Anyway, using the fpu is slow, and unnecessary for this. (But at least you're only checking up to the square-root :wink)
A completely integer based method (I wrote this quite a while ago :lol):
prime proc eks:DWORD ;return true if prime, false if not
push esi
mov esi,pList
add esi,4
@@:
mov eax,[esi]
mov ecx,eks
mul eax
cmp eax,ecx
ja @fin ;when all divisors (upto sqrt) have been checked it must be prime
mov eax,ecx
xor edx,edx
div DWORD PTR [esi]
test edx,edx
jz @fail ;if no remainder then is whole divisor - so eks not prime!
add esi,4
jmp @B
@fin:
pop esi
mov eax,TRUE
ret
@fail:
pop esi
mov eax,FALSE
ret
prime endp
pList is a pointer to the list of currently found primes (first element is 2) -- which we use as the list of numbers to divide with (e.g. there's no point checking with any even numbers as dividing by 2 already covers them; you only need to check against any primes up to the sqrt of your candidate.)
I used the FPU square root function because its supposed to be the fastest method. I searched forum topics and found someone else's testing of different square root algorithms and the fastest was using the FP sqrt at about 26 cycles (including moving the data back into the x86 registers). Squaring the divisor seemed like a slower way since MUL is 3 cycles and the amount of divisors will quickly increase past 26/3.
The FPU square root function is fine in this situation and your logic is sound.
The divide by zero I believe will be what Tedd said. However, the DIV instruction is not at fault here (it normally is, since there are different instructions for signed and unsigned). I think the issue is that loading 80000000h into the FPU will translate into a negative number. Taking the square root of a negative number is not possible in the real number set and either the floating point exception thrown here is misinterpreted at a divide by zero or the number zero is returned.
The only workaround AFAIK is to zero-extend the original integer into a QWORD. This will ensure that the number is not loaded as a negative number. (It also sets you up to go further than 2^32 numbers (if you have the time :wink )).
Cheers,
Zooba :U
When loading an integer to the FPU, it will ALWAYS be considered as a SIGNED integer.

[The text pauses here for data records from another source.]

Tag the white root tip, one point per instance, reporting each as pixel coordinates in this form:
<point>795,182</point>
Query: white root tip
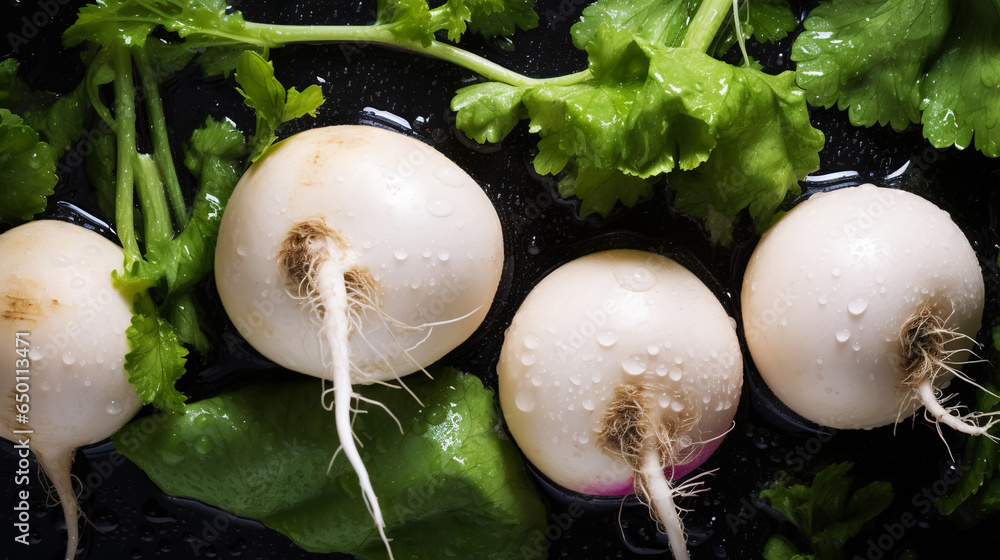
<point>57,467</point>
<point>652,482</point>
<point>326,270</point>
<point>967,424</point>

The FPU will then consider extracting the square root of a negative number as an invalid oeration and replace the value in the FPU register with a NAN (Not-A-Number). When trying to store such a NAN as an integer, this is also considered as an invalid operation and a value of 80000000h will be stored at a dword destination address.
You were then transfering that value into EDI, using it as the limit for increasing ECX. By increasing the pointer into the primes' memory area, you were eventually loading a 0 into ECX and use it as the divisor. :red
Actually, you don't need the square root nor the square to terminate the loop. Simply terminate it when the divisor exceeds the quotient.

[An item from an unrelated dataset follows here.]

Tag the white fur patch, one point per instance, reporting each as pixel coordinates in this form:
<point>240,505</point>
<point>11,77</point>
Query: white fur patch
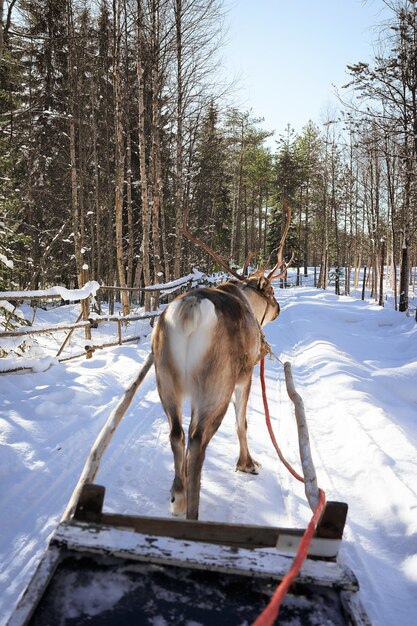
<point>191,323</point>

;assuming N=the number being tested and ESI=pointer to the prime list
@@:
mov eax,N
xor edx,edx
div dword ptr[esi]
test edx,edx
jz NOT_prime
cmp eax,[esi]
jb IS_prime
add esi,4
jmp @B
Raymond
N.B. Using the FPU without proper knowledge can create problems. As a starter, you may want to have a peak at the following if you are not yet aware of its existence.

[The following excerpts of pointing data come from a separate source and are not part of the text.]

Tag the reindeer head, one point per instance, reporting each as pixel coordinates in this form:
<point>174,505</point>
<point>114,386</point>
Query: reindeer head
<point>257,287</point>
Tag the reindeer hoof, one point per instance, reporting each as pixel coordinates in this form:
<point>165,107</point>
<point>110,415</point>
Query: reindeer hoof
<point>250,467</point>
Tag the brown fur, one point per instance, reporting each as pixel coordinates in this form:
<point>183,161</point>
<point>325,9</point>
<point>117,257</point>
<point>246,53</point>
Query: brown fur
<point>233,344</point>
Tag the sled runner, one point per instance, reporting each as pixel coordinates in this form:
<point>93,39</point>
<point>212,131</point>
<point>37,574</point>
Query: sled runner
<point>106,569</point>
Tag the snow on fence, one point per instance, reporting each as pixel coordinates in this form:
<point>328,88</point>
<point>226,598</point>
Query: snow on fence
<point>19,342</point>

http://www.ray.masmcode.com/tutorial/index.html
Thanks for the replies. Looks like I have some reading to do (thanks for the link too).
I've already tried terminating when divisor>n/3, since no even number other than two is a prime and the first divisor is 3 but it was very slow - taking about 4 hours to hit 10mb of memory usage (by comparison its about 8 minutes till 70mb of usage for terminating when divisor>sqrt(n)).